先日TVでシリーズ何作目かのトイストーリーを観た。普段だと積極的に観ようとはならないが、かけっぱなしのチャンネルで何気なく見始め、次第に入り込んだ。

『だめ〜!それゴミじゃ無い〜!』とか

『がんばれー!』とか応援していた。


 先月、世紀の二枚目としてスクリーンで活躍したフランスの俳優アラン・ドロンさんが亡くなった。若き日の主演作品『太陽がいっぱい』でその名を世界中に知らしめたが、年々知らない人も増えているだろう。

 友人である富豪の子息を殺して、その後彼になりすます。ヨットを駆りながら、偽りの富がもたらす豪奢な生活を送るが、どこか影のある彼の表情が心の底にある不安を物語る。ジャンルはサスペンスだが、『心』が描かれた大好きな作品である。
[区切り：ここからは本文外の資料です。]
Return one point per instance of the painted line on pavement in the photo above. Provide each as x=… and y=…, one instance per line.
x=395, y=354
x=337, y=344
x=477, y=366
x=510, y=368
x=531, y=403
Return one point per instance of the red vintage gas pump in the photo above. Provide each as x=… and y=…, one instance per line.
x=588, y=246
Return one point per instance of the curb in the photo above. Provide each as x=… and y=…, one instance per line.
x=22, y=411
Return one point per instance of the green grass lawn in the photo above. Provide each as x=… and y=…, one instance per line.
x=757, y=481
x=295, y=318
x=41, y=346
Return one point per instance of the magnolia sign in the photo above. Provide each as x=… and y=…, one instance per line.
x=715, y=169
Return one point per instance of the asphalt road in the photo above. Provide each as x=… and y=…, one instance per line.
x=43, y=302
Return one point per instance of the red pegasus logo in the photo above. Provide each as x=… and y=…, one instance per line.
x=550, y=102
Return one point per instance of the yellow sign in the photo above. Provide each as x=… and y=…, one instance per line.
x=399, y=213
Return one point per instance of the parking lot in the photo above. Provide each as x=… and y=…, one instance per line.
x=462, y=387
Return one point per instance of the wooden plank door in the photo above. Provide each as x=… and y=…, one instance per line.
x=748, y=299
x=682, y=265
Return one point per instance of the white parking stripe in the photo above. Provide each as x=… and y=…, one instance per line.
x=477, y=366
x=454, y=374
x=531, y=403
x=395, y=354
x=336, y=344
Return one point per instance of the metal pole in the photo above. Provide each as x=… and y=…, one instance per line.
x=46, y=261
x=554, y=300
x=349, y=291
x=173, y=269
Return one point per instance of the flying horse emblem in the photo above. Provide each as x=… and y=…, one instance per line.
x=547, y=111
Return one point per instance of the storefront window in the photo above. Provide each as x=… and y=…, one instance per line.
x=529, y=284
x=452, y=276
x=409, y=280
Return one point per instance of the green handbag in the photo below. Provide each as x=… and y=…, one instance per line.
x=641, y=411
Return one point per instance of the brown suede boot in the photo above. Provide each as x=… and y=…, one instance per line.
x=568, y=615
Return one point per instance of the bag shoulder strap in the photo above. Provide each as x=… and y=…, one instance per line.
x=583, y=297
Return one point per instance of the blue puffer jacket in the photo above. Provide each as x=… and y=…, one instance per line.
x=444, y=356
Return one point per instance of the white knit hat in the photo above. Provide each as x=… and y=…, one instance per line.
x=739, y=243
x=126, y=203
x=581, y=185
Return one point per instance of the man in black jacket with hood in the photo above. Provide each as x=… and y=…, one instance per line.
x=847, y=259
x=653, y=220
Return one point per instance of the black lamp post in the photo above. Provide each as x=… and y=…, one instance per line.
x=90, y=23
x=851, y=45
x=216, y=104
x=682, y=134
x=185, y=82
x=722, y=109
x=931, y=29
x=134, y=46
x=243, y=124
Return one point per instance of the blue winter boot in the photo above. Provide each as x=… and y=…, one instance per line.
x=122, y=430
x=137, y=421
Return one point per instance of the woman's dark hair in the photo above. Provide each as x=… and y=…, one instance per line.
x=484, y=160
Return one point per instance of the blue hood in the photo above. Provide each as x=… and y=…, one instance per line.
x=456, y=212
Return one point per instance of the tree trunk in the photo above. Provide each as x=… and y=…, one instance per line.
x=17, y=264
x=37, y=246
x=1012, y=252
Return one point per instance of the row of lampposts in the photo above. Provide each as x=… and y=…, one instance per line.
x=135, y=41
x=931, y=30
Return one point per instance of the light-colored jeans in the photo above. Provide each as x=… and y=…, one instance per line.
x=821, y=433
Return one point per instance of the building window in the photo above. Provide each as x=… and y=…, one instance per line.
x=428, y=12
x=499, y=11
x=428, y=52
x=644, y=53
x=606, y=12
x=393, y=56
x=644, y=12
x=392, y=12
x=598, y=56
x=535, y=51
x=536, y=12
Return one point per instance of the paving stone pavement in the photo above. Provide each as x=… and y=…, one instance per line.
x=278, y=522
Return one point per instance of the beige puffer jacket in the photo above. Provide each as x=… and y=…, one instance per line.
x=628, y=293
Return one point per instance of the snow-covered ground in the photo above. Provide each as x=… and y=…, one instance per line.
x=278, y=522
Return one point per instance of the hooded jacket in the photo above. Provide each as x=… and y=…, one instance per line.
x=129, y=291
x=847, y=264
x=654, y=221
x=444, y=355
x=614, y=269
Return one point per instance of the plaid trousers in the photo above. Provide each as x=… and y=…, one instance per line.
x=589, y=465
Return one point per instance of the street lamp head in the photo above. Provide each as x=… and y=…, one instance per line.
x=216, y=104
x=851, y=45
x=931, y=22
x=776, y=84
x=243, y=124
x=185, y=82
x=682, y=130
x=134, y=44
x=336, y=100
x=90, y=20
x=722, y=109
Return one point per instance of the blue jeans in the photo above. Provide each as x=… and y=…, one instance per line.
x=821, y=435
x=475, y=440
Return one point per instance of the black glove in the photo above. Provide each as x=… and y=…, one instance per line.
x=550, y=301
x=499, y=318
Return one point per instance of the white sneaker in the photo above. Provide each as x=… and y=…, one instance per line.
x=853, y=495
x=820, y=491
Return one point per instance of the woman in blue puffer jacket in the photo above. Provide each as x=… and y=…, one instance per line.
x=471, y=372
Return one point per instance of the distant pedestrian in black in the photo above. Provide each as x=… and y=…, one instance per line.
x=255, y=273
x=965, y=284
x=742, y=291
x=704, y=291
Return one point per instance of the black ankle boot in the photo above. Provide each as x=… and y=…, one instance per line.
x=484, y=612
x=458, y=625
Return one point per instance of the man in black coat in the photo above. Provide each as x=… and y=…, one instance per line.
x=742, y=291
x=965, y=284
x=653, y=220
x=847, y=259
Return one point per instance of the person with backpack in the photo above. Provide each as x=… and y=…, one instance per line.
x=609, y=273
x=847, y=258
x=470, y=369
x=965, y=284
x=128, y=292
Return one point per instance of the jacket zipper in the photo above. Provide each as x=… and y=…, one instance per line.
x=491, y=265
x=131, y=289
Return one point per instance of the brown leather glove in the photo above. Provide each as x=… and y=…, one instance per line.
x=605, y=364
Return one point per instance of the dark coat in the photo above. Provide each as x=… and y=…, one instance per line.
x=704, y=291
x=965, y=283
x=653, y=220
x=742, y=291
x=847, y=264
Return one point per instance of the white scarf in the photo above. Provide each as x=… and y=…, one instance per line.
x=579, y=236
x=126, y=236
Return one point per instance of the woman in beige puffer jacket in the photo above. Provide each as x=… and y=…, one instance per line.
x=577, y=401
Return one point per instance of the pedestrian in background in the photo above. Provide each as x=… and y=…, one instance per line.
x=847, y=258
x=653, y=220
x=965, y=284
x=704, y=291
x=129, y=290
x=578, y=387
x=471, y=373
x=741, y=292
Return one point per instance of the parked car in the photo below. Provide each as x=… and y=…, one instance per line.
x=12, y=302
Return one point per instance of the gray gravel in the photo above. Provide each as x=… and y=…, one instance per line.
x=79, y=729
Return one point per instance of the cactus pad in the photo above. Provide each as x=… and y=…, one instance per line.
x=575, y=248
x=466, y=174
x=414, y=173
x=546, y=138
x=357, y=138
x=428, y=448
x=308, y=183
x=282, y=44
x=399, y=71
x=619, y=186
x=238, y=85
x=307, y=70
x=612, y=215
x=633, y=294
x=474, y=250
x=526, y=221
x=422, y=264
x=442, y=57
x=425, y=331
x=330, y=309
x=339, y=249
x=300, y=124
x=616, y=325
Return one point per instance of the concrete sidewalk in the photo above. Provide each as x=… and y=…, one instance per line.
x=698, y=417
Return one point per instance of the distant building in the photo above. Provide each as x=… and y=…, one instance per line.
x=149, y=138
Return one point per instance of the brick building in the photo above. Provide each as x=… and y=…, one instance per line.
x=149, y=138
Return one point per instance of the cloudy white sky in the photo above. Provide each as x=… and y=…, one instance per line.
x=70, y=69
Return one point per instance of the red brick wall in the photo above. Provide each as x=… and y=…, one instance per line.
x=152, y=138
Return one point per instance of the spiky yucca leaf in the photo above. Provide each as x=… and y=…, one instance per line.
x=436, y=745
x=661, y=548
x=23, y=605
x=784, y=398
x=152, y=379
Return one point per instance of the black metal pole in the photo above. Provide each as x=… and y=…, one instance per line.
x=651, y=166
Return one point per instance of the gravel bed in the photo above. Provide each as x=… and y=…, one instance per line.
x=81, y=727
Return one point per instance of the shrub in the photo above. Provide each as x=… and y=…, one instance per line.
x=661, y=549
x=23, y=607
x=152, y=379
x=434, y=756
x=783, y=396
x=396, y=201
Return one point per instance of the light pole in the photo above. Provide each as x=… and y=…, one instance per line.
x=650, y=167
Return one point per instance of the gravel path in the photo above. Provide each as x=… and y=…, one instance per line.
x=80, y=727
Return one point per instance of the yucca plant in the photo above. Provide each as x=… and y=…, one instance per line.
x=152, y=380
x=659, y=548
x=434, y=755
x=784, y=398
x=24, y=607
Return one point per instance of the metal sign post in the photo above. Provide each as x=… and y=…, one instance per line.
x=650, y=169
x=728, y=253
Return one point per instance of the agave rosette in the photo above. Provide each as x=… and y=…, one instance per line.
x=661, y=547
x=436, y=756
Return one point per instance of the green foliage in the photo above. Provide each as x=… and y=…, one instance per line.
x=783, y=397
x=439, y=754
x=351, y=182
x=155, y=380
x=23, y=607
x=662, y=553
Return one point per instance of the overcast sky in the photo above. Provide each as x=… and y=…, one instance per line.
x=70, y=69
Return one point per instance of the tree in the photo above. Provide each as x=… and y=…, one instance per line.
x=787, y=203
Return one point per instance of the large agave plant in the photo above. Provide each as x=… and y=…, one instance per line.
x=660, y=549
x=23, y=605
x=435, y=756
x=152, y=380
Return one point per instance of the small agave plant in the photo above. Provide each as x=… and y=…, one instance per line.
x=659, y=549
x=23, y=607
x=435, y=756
 僕が初めて洋画に触れたのは小学3年生の時、父に連れて行かれた映画館だった。英語で字幕で、読めない漢字もたくさん出てきて、追いかけるのが大変だったのを覚えている。正直、楽しんだ心地がしなかった。

 ところが、この経験が僕に火を付けた。TVの映画番組を観るようになる。中学に入ると、洋画を多く上映する映画館の会員になった。月1000円位だったと思う。会員になると好きなだけ映画を観ることができた。当時入館料が800円位で、毎週見る僕にとってはとてもお得だった。

 月刊の映画雑誌も買い、新しい映画の情報や海外の俳優たちのこともどんどん詳しくなっていった。必然、映画音楽も聴くようになった。


 映画館の会は中学生の三年間で退会したが、その後も映画好きは続いた。


 派手なアクションものもたまには観るし、恋愛ものもたまには観る。しかし、恐怖ものは観なくなったし、CGアニメものもあまり観ない。僕はやっぱり俳優が演じて、実写の背景や風景が映し出される映画が好きだ。そして派手ではなくても会話の中で心が動いていく映画が。


 一番は決められないが、今、心に浮かんだのは、ヘンリー・フォンダ主演の『黄昏』と、モーガン・フリーマン主演の『ドライビング miss デイジー』である。